Agriculture-related ETFs have been seeing significant movement lately, as crops are on a tear due to a global, coronavirus-induced supply shortage.

With the coronavirus continuing to ravage the globe, issues in the supply chain, especially due to transportation issues, have driven commodity prices higher due to fresh demand, experts said. Recently, rice reached a nine-year high of $500 a tonne in Vietnam and Thailand thanks to a deficit of containers.

In recent years, commodity producers and futures traders realized that investors and traders must monitor diseases that infect not only human populations, but birds, bats, cattle, hogs, and many types of plants including other major crops.

The trend has resulted in gains across the board in agricultural commodities recently, with corn futures up 1.91% Tuesday, wheat futures gaining 1.75%, oats futures adding 2.18%, and soybeans gaining 2.86%.

Among the best performing agricultural ETFs of Tuesday, the Teucrium Corn Fund (CORN) gained 1.54%, while the Teucrium Wheat Fund (NYSEArca: WEAT) added 1.62%, while the Teucrium Soybean Fund (NYSEArca: SOYB) advanced 2.55%.

Investors seeking momentum could especially keep an eye on WEAT. The fund recently hit a new 52-week high.
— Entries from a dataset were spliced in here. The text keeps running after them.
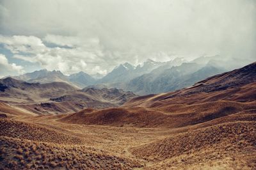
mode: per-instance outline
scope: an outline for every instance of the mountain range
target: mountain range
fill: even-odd
[[[207,63],[166,73],[189,81]],[[255,87],[256,63],[140,97],[2,79],[0,169],[255,169]]]
[[[176,58],[166,62],[148,59],[134,66],[128,63],[115,67],[105,76],[80,72],[65,75],[60,71],[41,70],[13,78],[28,82],[64,82],[77,88],[116,88],[138,95],[166,92],[192,86],[206,77],[227,71],[219,57],[200,57],[188,61]]]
Shares of WEAT rallied approximately 27.2% from their 52-week low of $4.85/share.

Watch The Wheat

The underlying WHEAT FUTURES looks to reflect the daily changes of a weighted average of the closing prices for 3 futures contracts for wheat that are traded on the CBOT: the second-to-expire contract, the third-to-expire contract, and the contract expiring in December. following the expiration month of the third-to-expire contract. The expense ratio is 3.14%.
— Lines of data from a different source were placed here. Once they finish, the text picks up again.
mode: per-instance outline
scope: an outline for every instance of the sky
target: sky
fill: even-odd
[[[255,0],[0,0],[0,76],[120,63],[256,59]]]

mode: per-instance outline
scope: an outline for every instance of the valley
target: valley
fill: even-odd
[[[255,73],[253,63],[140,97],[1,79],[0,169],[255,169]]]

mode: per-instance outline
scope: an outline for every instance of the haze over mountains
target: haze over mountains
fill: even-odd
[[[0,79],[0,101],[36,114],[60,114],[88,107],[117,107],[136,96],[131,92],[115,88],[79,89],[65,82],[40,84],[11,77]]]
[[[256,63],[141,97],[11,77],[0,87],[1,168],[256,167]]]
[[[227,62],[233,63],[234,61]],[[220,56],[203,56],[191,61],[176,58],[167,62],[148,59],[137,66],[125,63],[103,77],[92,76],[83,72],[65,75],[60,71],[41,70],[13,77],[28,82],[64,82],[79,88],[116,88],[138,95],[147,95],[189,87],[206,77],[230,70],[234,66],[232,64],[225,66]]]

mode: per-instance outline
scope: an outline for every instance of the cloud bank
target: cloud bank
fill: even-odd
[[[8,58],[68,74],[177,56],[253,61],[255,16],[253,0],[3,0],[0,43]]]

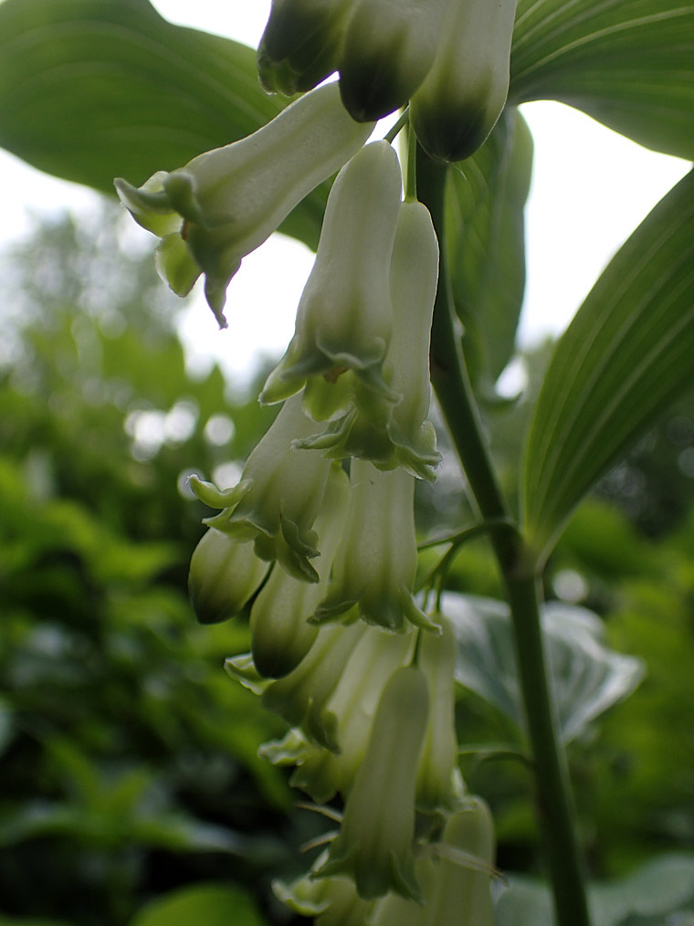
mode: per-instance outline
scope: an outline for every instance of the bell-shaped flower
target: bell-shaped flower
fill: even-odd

Although all ages are experiencing price increases, the likely dearth in the exportable supplies in 2021 is driving the wheat prices. The Black Sea wheat market is commencing 2021 at a six-year high and is also on an upward path.
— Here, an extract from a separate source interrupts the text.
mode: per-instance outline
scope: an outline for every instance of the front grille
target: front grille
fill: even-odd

WEAT has a positive weighted alpha of 11.00, suggesting that there is a decent outlook ahead for investors interested in allocating a portion of their portfolio to the agricultural ETF.

Jeff Currie, head of Commodities Research for Goldman Sachs Research, said in a talk on the commodities market that his team was favoring more upside in 2021 as the stimulus packages would be geared toward lower-income groups.

It should be noted, however, that futures are volatile, and thus agricultural ETFs may offer short-term plays for savvy investors with the proper risk profile.